Is it what the government calls "separatists" - those members of the
Uighur ethnic group who advocate, sometimes violently, the creation of a
country called East Turkistan? Is it Islamic extremists backed by global
terrorist networks? Have they joined forces?

Or, as some activists say, is it all an excuse to come down harshly on
people who won't bend to Beijing's rule?

"Antigovernment activity and religious extremists and terrorists, they are
all the same in nature," said Zong Jian, deputy Communist Party secretary
in Kashgar, a city near the Afghan and Pakistani borders. "They incite
people to be involved in violence. That unites them."

The accusations are vague, and the evidence presented is scant.
Beijing-backed local leaders tell stories of Uighur separatists who worked
with neighboring Afghanistan's Taliban to sow unrest in Xinjiang, of
al-Qaeda involvement in training camps inside China.

This much is indisputable: The Chinese government fears any whiff of
rebellion at the edges of its control, be it by Tibetan followers of the
Dalai Lama or by the leaders of Taiwan, recently accused by Beijing of
waging a "holy war" against it.

In Xinjiang, whose 11 million Muslims are the region's majority, things
have been simmering for years. But the problem took on particular urgency
after the Sept. 11, 2001, attacks.

That day changed China's approach in two ways: It made Beijing more wary
of Islamic extremism, and it gave the government - long criticized for its
human rights practices - a globally endorsed excuse to crack down.
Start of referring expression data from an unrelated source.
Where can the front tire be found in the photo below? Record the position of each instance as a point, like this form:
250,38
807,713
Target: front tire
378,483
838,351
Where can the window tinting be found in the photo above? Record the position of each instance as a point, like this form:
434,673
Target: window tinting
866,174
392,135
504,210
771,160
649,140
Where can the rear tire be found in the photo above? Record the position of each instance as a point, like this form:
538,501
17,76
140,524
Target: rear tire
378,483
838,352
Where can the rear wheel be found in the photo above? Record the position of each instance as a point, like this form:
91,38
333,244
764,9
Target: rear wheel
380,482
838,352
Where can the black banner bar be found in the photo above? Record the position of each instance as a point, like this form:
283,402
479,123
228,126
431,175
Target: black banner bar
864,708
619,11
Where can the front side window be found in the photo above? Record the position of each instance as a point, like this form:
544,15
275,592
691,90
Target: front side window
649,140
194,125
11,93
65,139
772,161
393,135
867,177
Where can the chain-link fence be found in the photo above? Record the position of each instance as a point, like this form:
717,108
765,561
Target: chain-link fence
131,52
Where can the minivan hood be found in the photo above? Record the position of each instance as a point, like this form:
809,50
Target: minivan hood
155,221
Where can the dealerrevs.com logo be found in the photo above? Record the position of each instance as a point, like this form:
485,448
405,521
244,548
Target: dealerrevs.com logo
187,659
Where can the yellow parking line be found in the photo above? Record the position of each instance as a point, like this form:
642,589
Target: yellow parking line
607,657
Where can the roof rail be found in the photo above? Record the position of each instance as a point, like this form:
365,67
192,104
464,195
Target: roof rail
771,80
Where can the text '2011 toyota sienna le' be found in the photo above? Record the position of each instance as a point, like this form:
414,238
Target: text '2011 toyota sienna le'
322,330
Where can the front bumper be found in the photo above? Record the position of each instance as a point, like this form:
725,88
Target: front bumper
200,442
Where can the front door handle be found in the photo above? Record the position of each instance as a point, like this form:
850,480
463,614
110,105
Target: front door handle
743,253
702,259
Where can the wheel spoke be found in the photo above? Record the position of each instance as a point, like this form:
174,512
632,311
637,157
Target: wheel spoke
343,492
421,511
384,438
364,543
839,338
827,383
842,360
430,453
"A lot of people sort of feel that they are using the threat of terrorism
to strengthen their control of the region," Dru Gladney, a specialist on
Xinjiang at the University of Hawaii, said.

Today, government-run provincial television airs programs chronicling
al-Qaeda's alleged evils and characterizing the Chinese-Uighur
relationship as close. And Beijing is trying to broaden ties with Central
Asian nations to reduce terrorism at its western edge.

In October, a Uighur named Ujimamadi Abbas was executed in Hotan after
being convicted of "ethnic separatism." No details of his alleged offenses
were given. In December, Hasan Mahsum, one of the country's most wanted
men, the leader of the outlawed East Turkestan Islamic Movement, was
killed in a shootout with Pakistan authorities.

A week earlier, Mahsum's name was among 11 "Muslim separatists" on a list
released by China in a plea for foreign help against Xinjiang's "terrorist
organizations."

The East Turkestan Islamic Movement was identified by the United States as
a terrorist organization in 2002 - a classification many believe was a
diplomatic bone thrown to Beijing in exchange for its tacit support of the
U.S.-led war on terror.

"China thinks Uighur separatism is two kinds - Islamic extremism and
political separatism. But since 9/11, they've put them together and said
they're the same," said Dilxat Raxit, a Stockholm-based spokesman for the
East Turkistan Information Center.

"Uighurs love their country - because that country is East Turkistan,"
said Raxit (pronounced Rasheed). "The Beijing government knows that. But
they demand that their nationalism is directed toward China."

This dual identity of Xinjiang is the partial result of a deliberate
attempt, through decades of encouraged migration of ethnic Hans from back
east, to make the region more Chinese. It's not easy.

Xinjiang not only seems far from the rest of China; it is. Even the
official time zone set by Beijing is ignored; many follow their own
informal clock that runs two hours earlier. And ancient linguistic ties
link the Uighurs to Turkmenistan, three countries away, and even to
Turkey, on Europe's doorstep.

Urumqi, Xinjiang's capital, resembles most Chinese cities evolving from
uninspired communist architecture into profit-making shininess.

But drive south on the rutted desert roads and the landscape changes
dramatically. Mud-hut villages and the serpentine old parts of towns such
as Hotan and Kashgar resemble Kabul more than they do Beijing or Shanghai.